RE: POL: Extropianism and Politics

Billy Brown (
Tue, 23 Mar 1999 11:42:35 -0600

Here's a question for all of our local anarcho-capitalist types: What keeps an anarchist society from slowly sliding towards despotism?

The problem I see is that you still have groups of men with guns (the PPAs). There is no law except what some PPA chooses to provide. IMO, this situation has lots of perverse incentives. A few examples:

  1. Why should the PPAs allow themselves to be legally accountable for anything? They need a facade of moral rectitude to attract customers, but the reality is another matter.
  2. There is nothing to stop PPAs from colluding to fix the market. If the two biggest providers in Houston decide to team up, kick out the competition by force, and divide the market, my only recourse is to leave. If they do it all at once the public relations fallout may be fatal, but the same thing could happen gradually over the course of decades.
  3. PPAs will frequently be faced with other situations where they can stack the economic deck in their favor with a little judicious use of force. What keeps them from doing it? Worse, what keeps them from starting out small, and getting steadily worse as time goes on?

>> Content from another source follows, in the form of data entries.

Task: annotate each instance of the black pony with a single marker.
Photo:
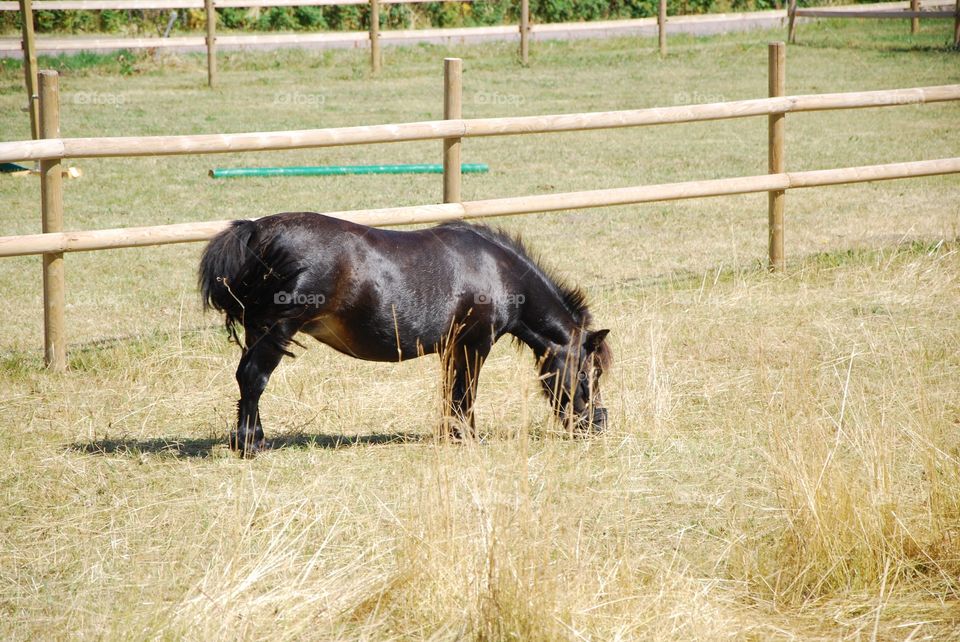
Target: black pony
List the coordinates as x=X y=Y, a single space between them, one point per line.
x=385 y=295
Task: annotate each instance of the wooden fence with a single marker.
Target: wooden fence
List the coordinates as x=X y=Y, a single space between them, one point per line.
x=51 y=149
x=914 y=13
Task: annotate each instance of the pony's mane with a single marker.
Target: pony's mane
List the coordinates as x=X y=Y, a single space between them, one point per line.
x=574 y=299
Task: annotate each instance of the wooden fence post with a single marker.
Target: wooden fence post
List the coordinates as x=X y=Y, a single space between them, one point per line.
x=51 y=203
x=375 y=35
x=524 y=31
x=662 y=27
x=776 y=59
x=211 y=42
x=792 y=22
x=956 y=26
x=452 y=109
x=29 y=44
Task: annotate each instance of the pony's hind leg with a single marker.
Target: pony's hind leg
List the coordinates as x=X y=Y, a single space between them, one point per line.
x=263 y=352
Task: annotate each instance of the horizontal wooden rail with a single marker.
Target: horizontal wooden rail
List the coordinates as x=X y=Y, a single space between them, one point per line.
x=431 y=130
x=123 y=5
x=189 y=232
x=824 y=13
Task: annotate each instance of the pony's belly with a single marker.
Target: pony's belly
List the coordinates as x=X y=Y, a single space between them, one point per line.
x=332 y=331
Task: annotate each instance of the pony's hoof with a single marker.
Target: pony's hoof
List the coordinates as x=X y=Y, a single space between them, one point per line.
x=248 y=450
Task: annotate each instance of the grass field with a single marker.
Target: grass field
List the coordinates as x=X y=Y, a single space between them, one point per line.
x=784 y=455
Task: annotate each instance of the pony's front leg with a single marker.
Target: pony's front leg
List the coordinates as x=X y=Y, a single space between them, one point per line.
x=260 y=358
x=462 y=374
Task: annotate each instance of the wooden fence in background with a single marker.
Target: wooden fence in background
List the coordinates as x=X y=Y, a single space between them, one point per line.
x=51 y=149
x=914 y=13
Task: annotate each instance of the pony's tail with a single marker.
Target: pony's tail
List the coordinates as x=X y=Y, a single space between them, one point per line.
x=222 y=268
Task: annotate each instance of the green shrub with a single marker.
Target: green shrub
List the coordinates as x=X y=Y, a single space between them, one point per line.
x=232 y=18
x=310 y=17
x=277 y=19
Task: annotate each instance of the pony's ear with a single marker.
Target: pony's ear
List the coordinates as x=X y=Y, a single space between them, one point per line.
x=594 y=340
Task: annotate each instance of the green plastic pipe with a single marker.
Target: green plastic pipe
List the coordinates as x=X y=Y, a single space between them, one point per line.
x=342 y=170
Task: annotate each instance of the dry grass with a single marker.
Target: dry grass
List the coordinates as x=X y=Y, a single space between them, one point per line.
x=783 y=461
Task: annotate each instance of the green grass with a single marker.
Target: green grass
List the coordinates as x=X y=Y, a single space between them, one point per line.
x=783 y=460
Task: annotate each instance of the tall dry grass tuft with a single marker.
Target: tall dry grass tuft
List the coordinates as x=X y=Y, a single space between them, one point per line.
x=865 y=464
x=278 y=570
x=473 y=557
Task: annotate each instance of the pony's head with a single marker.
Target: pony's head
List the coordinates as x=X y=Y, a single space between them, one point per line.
x=571 y=379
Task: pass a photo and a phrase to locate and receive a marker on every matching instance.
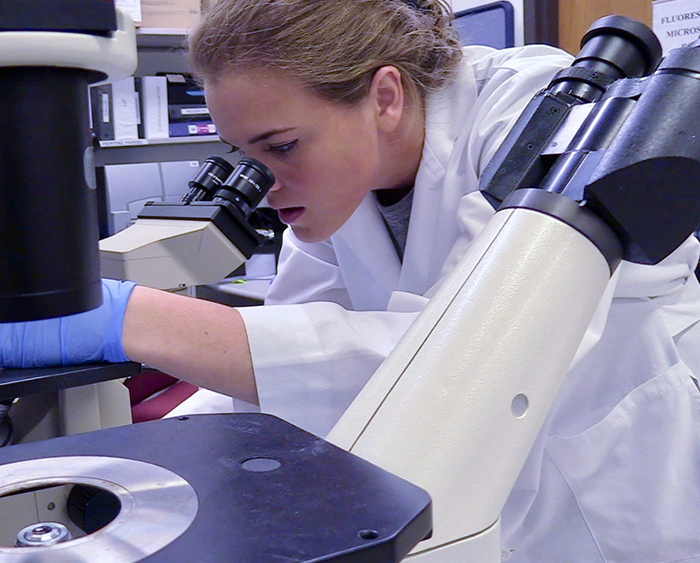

To sum up my concern, it seems to me that a PPA system amounts to creating a market for intelligently applied violence. A PPA that can get away with shooting its competitors (or defecting customers) has a strong competitive advantage over one that can't. If this is true, we should expect a few generations of competition to produce the kind of nimble, competent, hyper-deadly special ops forces that currently exist only in cyberpunk SF. Instead of a clumsy, stupid, inefficient police state we get a smart, efficient, effective Yakuza. Is this really an improvement?